62. The method of claim 61, wherein a microservice of said plurality of microservices comprises data storage.

63. The method of claim 62, wherein said data storage comprises a relational database configured to store structured data and a non-relational database configured to store unstructured data.

64. The method of claim 63, wherein said non-relational database is blob storage or a data lake.

65. The method of claim 64, wherein an API of said microservice abstracts access methods of said data storage.

66. The method of claim 63, wherein (b) comprises DNA and/or RNA sequencing.

67. The method of claim 66, wherein (b) is performed on a plurality of distributed computing resources.

68. The method of claim 66, wherein (b) comprises storing results of said DNA and/or RNA sequencing in a genetic database implemented by said one or more discovery services.

69. The method of claim 63, wherein (c) comprises using a machine learning algorithm to design said yeast strain.

70. The method of claim 69, wherein using said machine learning algorithm to design said yeast strain comprises generating a plurality of metrics about a plurality of yeast strains and, based at least in part on said plurality of metrics, selecting said yeast strain from among said plurality of yeast strains.

71. The method of claim 69, wherein said machine learning algorithm is configured to process structured data and unstructured data.

72. The method of claim 71, wherein said unstructured data comprises experiment notes and gel images.

73. The method of claim 71, wherein using said machine learning algorithm comprises creating one or more containers to store said structured data and said unstructured data and execute said machine learning algorithm.

74. The method of claim 61, wherein said plurality of process parameters comprises one or more upstream fermentation parameters and one or more downstream refinement parameters.

75. The method of claim 74, wherein said one or more manufacturing services comprises an upstream service to determine said one or more upstream fermentation parameters and a downstream service to determine said one or more refinement parameters.

76. The method of claim 61, wherein (d) comprises using computer vision to digitize batch manufacturing records.

77. The method of claim 61, wherein (d) comprises using reinforcement learning.

78. The method of claim 61, wherein (e) comprises obtaining and processing data from functional tests and human panels.

79. The method of claim 61, wherein said plurality of microservices comprise one or more commercial services, and wherein said method further comprises using said one or more commercial services to generate a demand forecast for said protein of interest.
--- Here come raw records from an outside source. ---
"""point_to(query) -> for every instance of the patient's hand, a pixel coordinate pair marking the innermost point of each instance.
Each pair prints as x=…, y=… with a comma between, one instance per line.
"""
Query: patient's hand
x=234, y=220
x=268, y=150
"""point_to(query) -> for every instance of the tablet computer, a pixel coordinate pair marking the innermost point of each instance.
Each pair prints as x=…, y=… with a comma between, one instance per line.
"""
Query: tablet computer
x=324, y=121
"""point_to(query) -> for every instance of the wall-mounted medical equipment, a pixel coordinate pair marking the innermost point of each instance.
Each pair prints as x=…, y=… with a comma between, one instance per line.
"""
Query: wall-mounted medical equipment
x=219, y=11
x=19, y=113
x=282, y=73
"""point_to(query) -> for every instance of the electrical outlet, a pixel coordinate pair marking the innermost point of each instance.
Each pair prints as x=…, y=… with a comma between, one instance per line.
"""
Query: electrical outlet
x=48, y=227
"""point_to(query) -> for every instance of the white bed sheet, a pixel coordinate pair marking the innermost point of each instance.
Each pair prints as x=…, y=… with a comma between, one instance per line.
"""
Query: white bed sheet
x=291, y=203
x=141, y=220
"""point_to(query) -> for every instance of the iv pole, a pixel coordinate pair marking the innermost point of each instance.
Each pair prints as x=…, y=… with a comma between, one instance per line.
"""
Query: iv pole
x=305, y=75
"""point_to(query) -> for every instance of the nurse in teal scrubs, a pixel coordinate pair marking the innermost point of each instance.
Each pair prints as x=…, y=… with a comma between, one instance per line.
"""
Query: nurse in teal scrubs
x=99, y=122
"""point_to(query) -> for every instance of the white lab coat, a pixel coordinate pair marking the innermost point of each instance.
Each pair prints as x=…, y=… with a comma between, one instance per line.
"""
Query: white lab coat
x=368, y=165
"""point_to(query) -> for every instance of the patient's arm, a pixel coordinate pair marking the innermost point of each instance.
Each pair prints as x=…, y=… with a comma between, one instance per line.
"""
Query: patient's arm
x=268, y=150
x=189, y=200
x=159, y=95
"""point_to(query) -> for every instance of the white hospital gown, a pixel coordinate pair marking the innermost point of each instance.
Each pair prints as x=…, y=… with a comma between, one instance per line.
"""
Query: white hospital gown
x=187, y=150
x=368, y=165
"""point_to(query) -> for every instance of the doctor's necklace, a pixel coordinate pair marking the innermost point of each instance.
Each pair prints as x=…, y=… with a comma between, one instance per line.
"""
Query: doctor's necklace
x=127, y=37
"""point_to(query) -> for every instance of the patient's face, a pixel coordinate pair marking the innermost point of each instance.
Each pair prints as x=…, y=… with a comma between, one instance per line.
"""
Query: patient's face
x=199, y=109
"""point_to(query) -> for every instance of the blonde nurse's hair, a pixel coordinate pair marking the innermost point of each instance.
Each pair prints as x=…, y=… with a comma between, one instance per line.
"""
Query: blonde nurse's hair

80. The method of claim 79, further comprising using said demand forecast to adjust one or more process parameters of said plurality of process parameters.

81. The method of claim 61, further comprising providing access to said plurality of microservices to a user in a graphical user interface, wherein said system providing said graphical user interface has a façade design pattern.

82. The method of claim 61, further comprising, subsequent to (c), using one or more algorithms to determine if said protein of interest generated by said yeast strain meets one or more requirements.

83. The method of claim 61, wherein said one or more discovery services and said one or more strain services are configured to exchange data on relationships between yeast strains and proteins.